Mezzanine lending can be high returning - and today in the blue chip space there is a lot of opportunity.
Key Takeaways
- Mark Rubenstein, managing director of HPS's mezzanine credit strategy (SIP), describes the basics of mezzanine lending and the opportunity in the space.
- Mezzanine lending is lending at the junior part of the capital stack (with secondary claims to assets in the event of bankruptcy) and can be fixed or floating loans.
- These strategies typically have net returns in the low teens with some equity-like upside. If you lend to blue-chip companies, the downside is more protected - and there is a lot of demand from companies with few credit suppliers.

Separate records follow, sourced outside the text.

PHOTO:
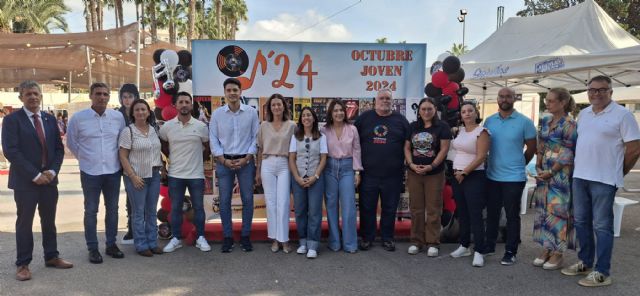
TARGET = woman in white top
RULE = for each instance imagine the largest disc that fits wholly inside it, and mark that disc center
(140, 158)
(307, 158)
(342, 176)
(471, 145)
(272, 169)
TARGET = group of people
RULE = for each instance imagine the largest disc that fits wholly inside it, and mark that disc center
(580, 164)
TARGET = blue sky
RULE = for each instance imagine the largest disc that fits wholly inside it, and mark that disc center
(415, 21)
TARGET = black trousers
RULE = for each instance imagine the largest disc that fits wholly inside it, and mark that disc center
(471, 199)
(507, 195)
(45, 198)
(388, 190)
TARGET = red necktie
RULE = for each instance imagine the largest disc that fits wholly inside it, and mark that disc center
(40, 132)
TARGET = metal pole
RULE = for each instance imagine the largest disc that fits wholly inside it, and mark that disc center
(138, 49)
(70, 80)
(464, 22)
(89, 65)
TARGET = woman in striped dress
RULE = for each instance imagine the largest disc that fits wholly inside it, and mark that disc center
(140, 158)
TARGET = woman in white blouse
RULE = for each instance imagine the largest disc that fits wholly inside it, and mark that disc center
(140, 158)
(272, 170)
(307, 158)
(342, 176)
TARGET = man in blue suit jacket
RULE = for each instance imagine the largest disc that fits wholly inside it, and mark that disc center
(31, 142)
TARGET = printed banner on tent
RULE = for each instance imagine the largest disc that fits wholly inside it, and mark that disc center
(311, 74)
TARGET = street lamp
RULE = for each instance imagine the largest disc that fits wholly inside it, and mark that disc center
(462, 18)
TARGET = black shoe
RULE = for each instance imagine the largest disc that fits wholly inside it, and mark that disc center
(95, 257)
(389, 246)
(508, 259)
(227, 245)
(114, 252)
(245, 242)
(127, 239)
(364, 245)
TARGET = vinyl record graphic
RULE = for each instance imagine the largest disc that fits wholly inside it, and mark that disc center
(232, 61)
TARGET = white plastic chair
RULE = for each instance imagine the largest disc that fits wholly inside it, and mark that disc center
(618, 210)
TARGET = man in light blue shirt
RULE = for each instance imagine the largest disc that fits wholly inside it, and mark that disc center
(232, 132)
(506, 173)
(92, 136)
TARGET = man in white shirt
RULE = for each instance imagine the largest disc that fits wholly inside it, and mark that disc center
(233, 130)
(92, 136)
(184, 140)
(608, 147)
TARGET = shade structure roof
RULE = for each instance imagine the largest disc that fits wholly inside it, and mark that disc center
(53, 58)
(564, 48)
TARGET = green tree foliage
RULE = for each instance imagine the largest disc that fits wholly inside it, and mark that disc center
(625, 12)
(32, 16)
(457, 49)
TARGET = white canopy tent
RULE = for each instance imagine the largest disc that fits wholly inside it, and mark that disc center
(564, 48)
(622, 95)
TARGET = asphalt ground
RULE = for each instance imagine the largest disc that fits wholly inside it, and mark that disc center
(188, 271)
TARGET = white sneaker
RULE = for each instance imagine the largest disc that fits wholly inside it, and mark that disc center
(478, 260)
(460, 252)
(173, 245)
(202, 244)
(432, 252)
(413, 249)
(312, 254)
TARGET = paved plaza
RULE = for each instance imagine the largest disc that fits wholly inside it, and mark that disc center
(376, 272)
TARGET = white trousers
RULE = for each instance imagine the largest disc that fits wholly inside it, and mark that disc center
(276, 180)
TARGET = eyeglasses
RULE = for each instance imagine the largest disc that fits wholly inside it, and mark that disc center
(602, 91)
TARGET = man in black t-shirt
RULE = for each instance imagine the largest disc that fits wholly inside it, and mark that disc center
(382, 137)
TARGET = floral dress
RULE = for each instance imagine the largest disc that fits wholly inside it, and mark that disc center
(553, 224)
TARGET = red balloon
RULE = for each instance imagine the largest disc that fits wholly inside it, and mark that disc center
(165, 204)
(169, 112)
(164, 191)
(440, 79)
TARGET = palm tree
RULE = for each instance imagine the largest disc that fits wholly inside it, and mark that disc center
(234, 11)
(32, 16)
(457, 49)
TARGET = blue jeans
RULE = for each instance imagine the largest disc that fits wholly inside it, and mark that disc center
(177, 188)
(92, 186)
(226, 176)
(144, 204)
(307, 203)
(340, 196)
(593, 213)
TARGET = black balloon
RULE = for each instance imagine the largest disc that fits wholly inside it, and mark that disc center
(458, 76)
(184, 58)
(156, 55)
(431, 91)
(462, 91)
(451, 64)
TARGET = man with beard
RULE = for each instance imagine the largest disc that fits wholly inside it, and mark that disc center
(92, 136)
(607, 149)
(233, 130)
(382, 137)
(506, 174)
(184, 140)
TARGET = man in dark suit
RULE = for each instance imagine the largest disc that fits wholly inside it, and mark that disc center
(31, 142)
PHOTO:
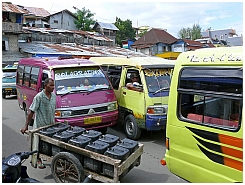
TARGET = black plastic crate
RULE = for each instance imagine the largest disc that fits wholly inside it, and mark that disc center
(82, 142)
(98, 147)
(76, 130)
(115, 152)
(110, 139)
(44, 147)
(92, 134)
(131, 145)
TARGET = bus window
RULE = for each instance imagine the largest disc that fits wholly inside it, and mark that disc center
(212, 111)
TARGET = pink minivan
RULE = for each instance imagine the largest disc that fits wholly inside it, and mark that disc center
(85, 96)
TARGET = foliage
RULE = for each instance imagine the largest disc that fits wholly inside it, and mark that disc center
(125, 32)
(84, 19)
(190, 33)
(143, 32)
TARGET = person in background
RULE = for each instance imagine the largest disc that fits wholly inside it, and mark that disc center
(135, 83)
(43, 105)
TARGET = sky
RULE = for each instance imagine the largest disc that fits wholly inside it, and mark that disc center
(172, 16)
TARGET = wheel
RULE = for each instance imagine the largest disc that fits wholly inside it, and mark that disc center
(65, 167)
(131, 128)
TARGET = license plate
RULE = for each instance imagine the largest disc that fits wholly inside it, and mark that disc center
(91, 120)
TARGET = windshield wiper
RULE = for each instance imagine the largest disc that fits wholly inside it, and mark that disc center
(73, 91)
(164, 88)
(101, 88)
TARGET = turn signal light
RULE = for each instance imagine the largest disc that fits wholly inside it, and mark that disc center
(163, 162)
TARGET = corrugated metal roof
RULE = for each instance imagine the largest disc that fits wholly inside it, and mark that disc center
(78, 50)
(40, 12)
(108, 26)
(9, 7)
(155, 36)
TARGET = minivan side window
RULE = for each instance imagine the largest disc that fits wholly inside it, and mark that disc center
(27, 71)
(20, 71)
(34, 77)
(213, 99)
(45, 75)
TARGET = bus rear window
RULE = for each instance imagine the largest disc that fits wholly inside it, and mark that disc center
(227, 81)
(211, 98)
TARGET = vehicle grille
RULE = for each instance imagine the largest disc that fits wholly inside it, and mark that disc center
(85, 111)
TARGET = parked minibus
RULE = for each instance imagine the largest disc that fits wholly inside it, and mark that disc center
(8, 80)
(84, 94)
(204, 135)
(146, 107)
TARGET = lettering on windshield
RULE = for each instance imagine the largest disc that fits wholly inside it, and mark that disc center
(78, 73)
(158, 72)
(213, 58)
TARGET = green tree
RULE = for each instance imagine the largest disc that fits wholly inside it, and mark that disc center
(143, 32)
(84, 19)
(125, 32)
(191, 33)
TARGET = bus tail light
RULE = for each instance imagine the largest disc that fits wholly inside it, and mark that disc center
(163, 162)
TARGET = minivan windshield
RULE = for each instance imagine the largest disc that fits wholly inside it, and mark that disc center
(157, 79)
(80, 79)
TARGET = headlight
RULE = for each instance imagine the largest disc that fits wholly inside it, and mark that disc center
(66, 113)
(112, 106)
(157, 110)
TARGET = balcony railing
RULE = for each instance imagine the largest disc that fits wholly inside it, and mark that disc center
(9, 27)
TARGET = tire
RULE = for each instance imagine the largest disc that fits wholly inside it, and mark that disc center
(131, 128)
(66, 168)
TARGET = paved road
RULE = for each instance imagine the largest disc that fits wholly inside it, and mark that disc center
(149, 171)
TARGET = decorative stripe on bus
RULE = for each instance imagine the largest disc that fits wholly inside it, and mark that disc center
(228, 140)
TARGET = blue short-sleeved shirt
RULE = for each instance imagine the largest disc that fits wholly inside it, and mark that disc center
(44, 109)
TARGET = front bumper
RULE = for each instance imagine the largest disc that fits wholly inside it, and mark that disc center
(9, 90)
(155, 122)
(108, 119)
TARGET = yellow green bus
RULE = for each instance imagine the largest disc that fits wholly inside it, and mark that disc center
(204, 134)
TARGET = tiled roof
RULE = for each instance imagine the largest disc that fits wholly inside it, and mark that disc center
(39, 12)
(155, 36)
(67, 11)
(192, 42)
(108, 26)
(9, 7)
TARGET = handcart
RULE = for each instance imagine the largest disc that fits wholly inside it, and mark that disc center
(66, 165)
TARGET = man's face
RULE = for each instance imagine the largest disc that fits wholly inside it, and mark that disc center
(50, 86)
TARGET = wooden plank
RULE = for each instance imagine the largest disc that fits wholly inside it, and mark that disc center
(130, 160)
(99, 177)
(79, 150)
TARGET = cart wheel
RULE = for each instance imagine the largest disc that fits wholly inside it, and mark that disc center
(66, 168)
(131, 128)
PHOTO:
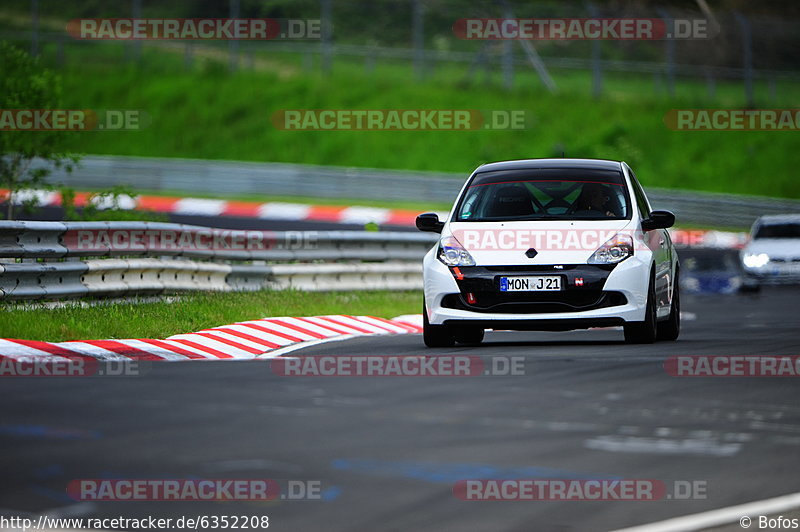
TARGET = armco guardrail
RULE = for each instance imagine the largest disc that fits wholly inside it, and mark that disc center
(206, 176)
(50, 260)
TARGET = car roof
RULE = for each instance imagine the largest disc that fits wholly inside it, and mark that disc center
(527, 164)
(778, 219)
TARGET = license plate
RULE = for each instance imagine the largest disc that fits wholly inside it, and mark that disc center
(538, 283)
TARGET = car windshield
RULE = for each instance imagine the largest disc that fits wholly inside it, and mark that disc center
(785, 230)
(545, 194)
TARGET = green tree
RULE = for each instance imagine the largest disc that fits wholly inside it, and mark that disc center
(28, 157)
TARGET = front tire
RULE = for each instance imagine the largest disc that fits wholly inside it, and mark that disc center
(670, 329)
(644, 332)
(436, 335)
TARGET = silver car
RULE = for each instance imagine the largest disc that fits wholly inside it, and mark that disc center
(772, 256)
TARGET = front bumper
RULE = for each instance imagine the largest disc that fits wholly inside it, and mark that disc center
(592, 296)
(772, 274)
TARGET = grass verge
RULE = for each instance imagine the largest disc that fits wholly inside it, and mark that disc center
(192, 312)
(205, 112)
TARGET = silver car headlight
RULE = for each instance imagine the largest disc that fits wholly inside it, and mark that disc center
(452, 253)
(755, 260)
(616, 249)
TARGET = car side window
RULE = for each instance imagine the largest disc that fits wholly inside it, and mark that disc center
(641, 199)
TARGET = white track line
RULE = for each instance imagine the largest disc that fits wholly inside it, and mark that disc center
(723, 516)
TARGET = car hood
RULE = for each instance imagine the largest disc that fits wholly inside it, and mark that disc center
(555, 242)
(776, 248)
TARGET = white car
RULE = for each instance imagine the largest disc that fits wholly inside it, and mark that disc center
(772, 256)
(550, 244)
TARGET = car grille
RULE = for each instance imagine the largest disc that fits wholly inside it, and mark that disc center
(536, 302)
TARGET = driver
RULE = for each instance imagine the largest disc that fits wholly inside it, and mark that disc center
(595, 198)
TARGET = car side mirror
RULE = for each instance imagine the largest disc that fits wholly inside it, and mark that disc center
(429, 221)
(658, 220)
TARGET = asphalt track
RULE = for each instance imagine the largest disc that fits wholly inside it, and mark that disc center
(388, 450)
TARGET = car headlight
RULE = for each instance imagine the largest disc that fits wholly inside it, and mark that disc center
(452, 253)
(755, 260)
(616, 249)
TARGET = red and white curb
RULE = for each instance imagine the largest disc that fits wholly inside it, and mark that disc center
(263, 338)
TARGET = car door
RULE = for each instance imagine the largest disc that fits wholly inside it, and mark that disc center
(659, 242)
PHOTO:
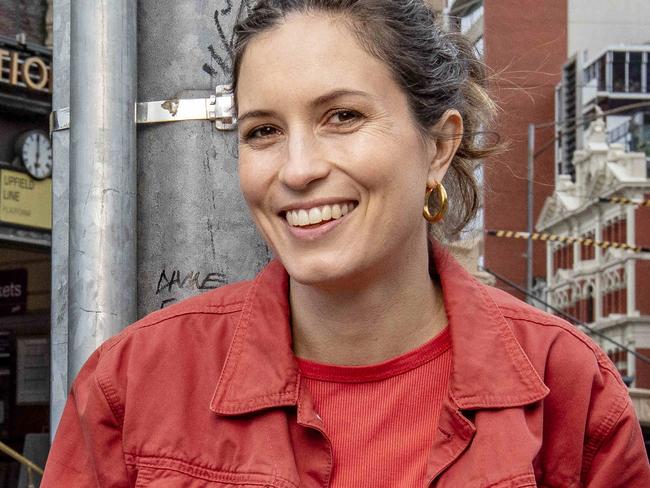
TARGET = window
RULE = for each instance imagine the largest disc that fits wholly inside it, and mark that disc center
(602, 74)
(634, 72)
(589, 316)
(480, 47)
(618, 72)
(647, 73)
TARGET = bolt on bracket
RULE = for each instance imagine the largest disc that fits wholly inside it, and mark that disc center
(218, 108)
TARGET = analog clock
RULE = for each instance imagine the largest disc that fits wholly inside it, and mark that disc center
(35, 151)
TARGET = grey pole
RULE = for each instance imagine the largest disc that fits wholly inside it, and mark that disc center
(194, 232)
(531, 189)
(102, 247)
(60, 214)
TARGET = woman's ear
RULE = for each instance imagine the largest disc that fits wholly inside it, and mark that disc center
(447, 135)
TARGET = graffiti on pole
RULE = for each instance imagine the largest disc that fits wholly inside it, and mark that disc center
(174, 280)
(225, 19)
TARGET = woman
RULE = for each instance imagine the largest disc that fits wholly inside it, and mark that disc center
(364, 355)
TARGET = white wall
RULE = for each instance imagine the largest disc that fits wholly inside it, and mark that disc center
(596, 24)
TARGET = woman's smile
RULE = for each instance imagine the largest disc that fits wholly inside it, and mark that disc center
(311, 223)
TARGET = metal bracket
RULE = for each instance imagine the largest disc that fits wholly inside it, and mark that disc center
(218, 108)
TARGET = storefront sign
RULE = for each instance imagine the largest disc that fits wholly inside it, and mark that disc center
(26, 70)
(33, 371)
(13, 292)
(24, 200)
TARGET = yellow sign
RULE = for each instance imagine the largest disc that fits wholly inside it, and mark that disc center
(20, 69)
(24, 200)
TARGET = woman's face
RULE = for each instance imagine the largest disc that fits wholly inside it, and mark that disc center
(327, 139)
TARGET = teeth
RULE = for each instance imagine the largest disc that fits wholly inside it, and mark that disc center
(303, 218)
(316, 215)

- Mezzanine lending is attractive to companies seeking creative and flexible long-term capital partners, which could drive growth in the asset class.
Transcript
Mark Rubenstein, I joined HPS in 2008. I oversee the junior capital investing strategy at HPS, which is called Strategic Investment Partners, or SIP. In terms of structuring, the instruments are typically set up as either second lien, unsecured, subordinated, Holdco, debt, or preferred equity with debt-like covenants. Typically the instruments will have a fixed coupon which will be fixed or floating; in our more recent vintages have been more geared towards floating. They'll be issued with some fees on the front end, and they'll be prepayment penalties associated with prepaying them. The risk-return profile is characterized by a net return that we see in the teens, and there is some convexity, some call option to the upside on the more junior portion of the portfolio that in some vintages will drive the returns higher towards the mid-teens.
So most of the companies at this scale will have access to fairly inexpensive dollar one or first-lien financing. So if you think about a business worth 12 to 15 times EBITA, the first zero to four, four and a half turns will be accessible through a private or public solution on pretty efficient terms. I think the junior capital strategy attaches typically beyond that layer of capital. So it could be a debt instrument right behind that first lien, or it could be structured as preferred equity. But in all cases, the equity cushion in those transactions will be significant and typically north of 40%. In a capital structure, first-lien debt will have a priority claim on the assets of a company. So in a bankruptcy scenario, those first-lien investments will be repaid first. So the junior capital sits between the first lien debt and the common equity of the company. What we found over time is that by selecting these very large companies, which, you know, on average north of 400 million of EBITDA, but in more recent transactions we've been investing in companies even over a billion dollars of EBITDA is that when you invest in these very stable businesses that are recession resilient and generate a lot of cash flow, but we haven't seen those enter periods of distress as extreme as would require bankruptcy filing. There are some strategies that are focused on more stress and distress investing where you know the bankruptcy risk is higher, and that's acceptable to those strategies.
The market in terms of first-lien that is fairly mature in terms of the attachment and detachment levels of the capital and the pricing associated with it. So I think issuers will typically seek to put that layer of capital in; it's very efficient. We've seen on the junior capital side that the universe of issuers, whether they be private equity-backed transactions or non-sponsor management-owned companies, that universe of large companies that are seeking long-term partners that can provide these creative junior capital solutions, we've seen that universe growing. I think the creativity, the flexibility, the ability to move quickly in certain situations. I think all of that resonates with issuers today. And I think as people think about strategies to drive equity, value creation, having a sophisticated partner like HPS in that seat as a partner, people see a lot of value in that. So we see that opportunity set continuing to grow.